Autour de lui, la légende rhénane groupe : ses fidèles vétérans du Rhin. Elle célèbre Spohn, le petite menuisier de Coblence qui, devenu caporal au 36e régiment d’infanterie, sauva la vie à Napoléon dans la journée d’Austerlitz en lui prêtant son shako, et, cet autre, natif de Sarrelouis où il prit sa retraite, qui lança à l’Empereur la fameuse réplique : « Quand même tu serais le Petit Caporal, tu ne passeras pas. »
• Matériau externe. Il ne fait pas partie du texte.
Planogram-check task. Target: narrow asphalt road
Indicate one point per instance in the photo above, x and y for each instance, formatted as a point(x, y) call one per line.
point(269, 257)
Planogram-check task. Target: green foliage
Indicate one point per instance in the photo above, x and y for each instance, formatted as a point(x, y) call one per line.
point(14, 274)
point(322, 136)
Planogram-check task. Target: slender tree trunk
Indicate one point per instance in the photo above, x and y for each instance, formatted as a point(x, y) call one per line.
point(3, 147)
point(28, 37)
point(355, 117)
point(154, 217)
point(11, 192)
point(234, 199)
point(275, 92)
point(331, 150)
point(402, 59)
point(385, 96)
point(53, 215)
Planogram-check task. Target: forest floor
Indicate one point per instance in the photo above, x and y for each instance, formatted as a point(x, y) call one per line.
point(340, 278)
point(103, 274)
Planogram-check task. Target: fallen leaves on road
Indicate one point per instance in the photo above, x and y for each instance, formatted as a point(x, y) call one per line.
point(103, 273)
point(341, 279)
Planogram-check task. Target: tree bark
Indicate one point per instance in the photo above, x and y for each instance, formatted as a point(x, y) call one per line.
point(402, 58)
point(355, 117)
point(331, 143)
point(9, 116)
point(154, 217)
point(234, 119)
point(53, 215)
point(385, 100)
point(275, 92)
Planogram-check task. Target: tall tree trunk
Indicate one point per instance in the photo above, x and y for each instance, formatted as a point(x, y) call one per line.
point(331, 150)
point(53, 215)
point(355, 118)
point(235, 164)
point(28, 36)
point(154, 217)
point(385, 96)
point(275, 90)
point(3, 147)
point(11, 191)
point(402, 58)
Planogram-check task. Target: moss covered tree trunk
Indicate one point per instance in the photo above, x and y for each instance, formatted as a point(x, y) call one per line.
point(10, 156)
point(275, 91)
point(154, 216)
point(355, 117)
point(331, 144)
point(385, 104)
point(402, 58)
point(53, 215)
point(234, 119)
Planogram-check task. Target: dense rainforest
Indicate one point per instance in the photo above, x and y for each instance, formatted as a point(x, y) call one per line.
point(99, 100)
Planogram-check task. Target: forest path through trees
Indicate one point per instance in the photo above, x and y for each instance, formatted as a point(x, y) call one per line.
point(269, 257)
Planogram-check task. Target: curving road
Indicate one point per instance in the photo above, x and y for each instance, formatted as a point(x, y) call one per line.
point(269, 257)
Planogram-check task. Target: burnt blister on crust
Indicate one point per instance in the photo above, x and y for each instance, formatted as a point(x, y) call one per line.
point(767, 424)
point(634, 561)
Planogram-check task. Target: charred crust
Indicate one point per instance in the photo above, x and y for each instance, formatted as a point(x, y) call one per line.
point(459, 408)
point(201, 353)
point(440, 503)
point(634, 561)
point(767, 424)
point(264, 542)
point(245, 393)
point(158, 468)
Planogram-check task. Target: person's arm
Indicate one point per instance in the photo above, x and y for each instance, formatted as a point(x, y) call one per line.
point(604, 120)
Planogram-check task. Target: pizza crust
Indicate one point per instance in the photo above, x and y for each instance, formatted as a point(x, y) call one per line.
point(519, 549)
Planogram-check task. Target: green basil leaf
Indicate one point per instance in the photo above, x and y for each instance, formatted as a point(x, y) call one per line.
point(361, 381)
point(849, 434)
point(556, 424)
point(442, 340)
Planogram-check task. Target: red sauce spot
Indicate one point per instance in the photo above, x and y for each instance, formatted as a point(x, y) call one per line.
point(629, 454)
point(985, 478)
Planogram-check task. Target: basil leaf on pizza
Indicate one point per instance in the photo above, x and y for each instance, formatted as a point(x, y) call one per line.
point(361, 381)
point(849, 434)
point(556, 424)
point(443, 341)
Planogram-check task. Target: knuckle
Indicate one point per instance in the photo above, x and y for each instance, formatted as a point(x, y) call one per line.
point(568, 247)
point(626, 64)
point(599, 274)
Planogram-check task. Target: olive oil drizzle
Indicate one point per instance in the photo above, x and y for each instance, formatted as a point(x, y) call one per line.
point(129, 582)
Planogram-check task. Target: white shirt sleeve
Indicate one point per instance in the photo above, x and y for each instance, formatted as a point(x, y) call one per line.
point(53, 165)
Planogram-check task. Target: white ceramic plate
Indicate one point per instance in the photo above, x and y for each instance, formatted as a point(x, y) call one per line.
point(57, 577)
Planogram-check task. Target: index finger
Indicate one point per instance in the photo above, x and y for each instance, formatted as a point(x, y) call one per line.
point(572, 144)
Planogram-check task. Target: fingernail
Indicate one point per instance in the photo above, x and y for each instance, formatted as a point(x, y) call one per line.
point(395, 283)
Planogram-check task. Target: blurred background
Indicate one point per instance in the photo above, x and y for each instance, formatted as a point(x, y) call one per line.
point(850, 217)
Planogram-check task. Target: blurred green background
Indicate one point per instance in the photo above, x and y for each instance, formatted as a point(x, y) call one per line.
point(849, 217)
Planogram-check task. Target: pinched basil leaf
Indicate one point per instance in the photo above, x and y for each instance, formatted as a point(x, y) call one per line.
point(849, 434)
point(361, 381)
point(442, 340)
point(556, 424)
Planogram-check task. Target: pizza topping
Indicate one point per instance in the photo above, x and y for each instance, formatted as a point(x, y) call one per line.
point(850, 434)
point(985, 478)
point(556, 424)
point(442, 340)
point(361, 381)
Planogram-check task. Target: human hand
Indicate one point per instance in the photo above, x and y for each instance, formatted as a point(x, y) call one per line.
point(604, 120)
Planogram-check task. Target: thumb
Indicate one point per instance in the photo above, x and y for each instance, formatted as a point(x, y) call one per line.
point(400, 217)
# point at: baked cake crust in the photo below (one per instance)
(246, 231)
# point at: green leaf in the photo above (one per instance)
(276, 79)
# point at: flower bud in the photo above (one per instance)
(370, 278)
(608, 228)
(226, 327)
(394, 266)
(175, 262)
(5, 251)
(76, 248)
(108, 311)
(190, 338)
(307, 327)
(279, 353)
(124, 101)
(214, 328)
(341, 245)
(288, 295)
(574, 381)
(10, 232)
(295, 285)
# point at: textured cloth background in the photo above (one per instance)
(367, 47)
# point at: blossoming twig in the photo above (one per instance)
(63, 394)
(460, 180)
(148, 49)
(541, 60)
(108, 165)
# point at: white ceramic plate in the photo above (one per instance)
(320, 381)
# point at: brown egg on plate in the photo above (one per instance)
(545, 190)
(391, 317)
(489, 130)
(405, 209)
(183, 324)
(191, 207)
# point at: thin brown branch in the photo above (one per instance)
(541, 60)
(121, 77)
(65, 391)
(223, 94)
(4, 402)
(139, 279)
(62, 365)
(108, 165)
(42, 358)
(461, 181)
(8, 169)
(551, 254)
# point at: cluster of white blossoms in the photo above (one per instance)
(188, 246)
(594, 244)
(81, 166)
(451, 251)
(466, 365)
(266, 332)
Pour tous ces serviteurs de la France napoléonienne, si vite entrés dans la légende, la Rhénanie a fourni deux artistes, Heine et Schumann, dont les Deux Grenadiers symbolisent un attachement qui dure même après la défaite. Et aujourd’hui encore, chaque année, des cérémonies émouvantes ramènent aux monuments des morts de la Grande Armée les familles des vétérans disparus.

Voilà le Panthéon légendaire des populations rhénanes. La vallée s’ouvre largement à toutes les influences du dehors. Ses héros sont ceux de la grande histoire universelle. D’où qu’ils viennent, elle accueille leurs activités bienfaisantes. Elle nationalise toutes les figures qui, à travers les siècles, lui furent tutélaires. Et pourtant ces légendes n’ont aucune banalité cosmopolite : d’un caractère profondément humain, elles appartiennent en propre aux populations rhénanes, au même titre que leurs ruines et que leur histoire. Elles sont faites de leur chair et de leur sang, de leurs souvenirs les plus amers, et surtout de leurs espérances et de leurs réconforts.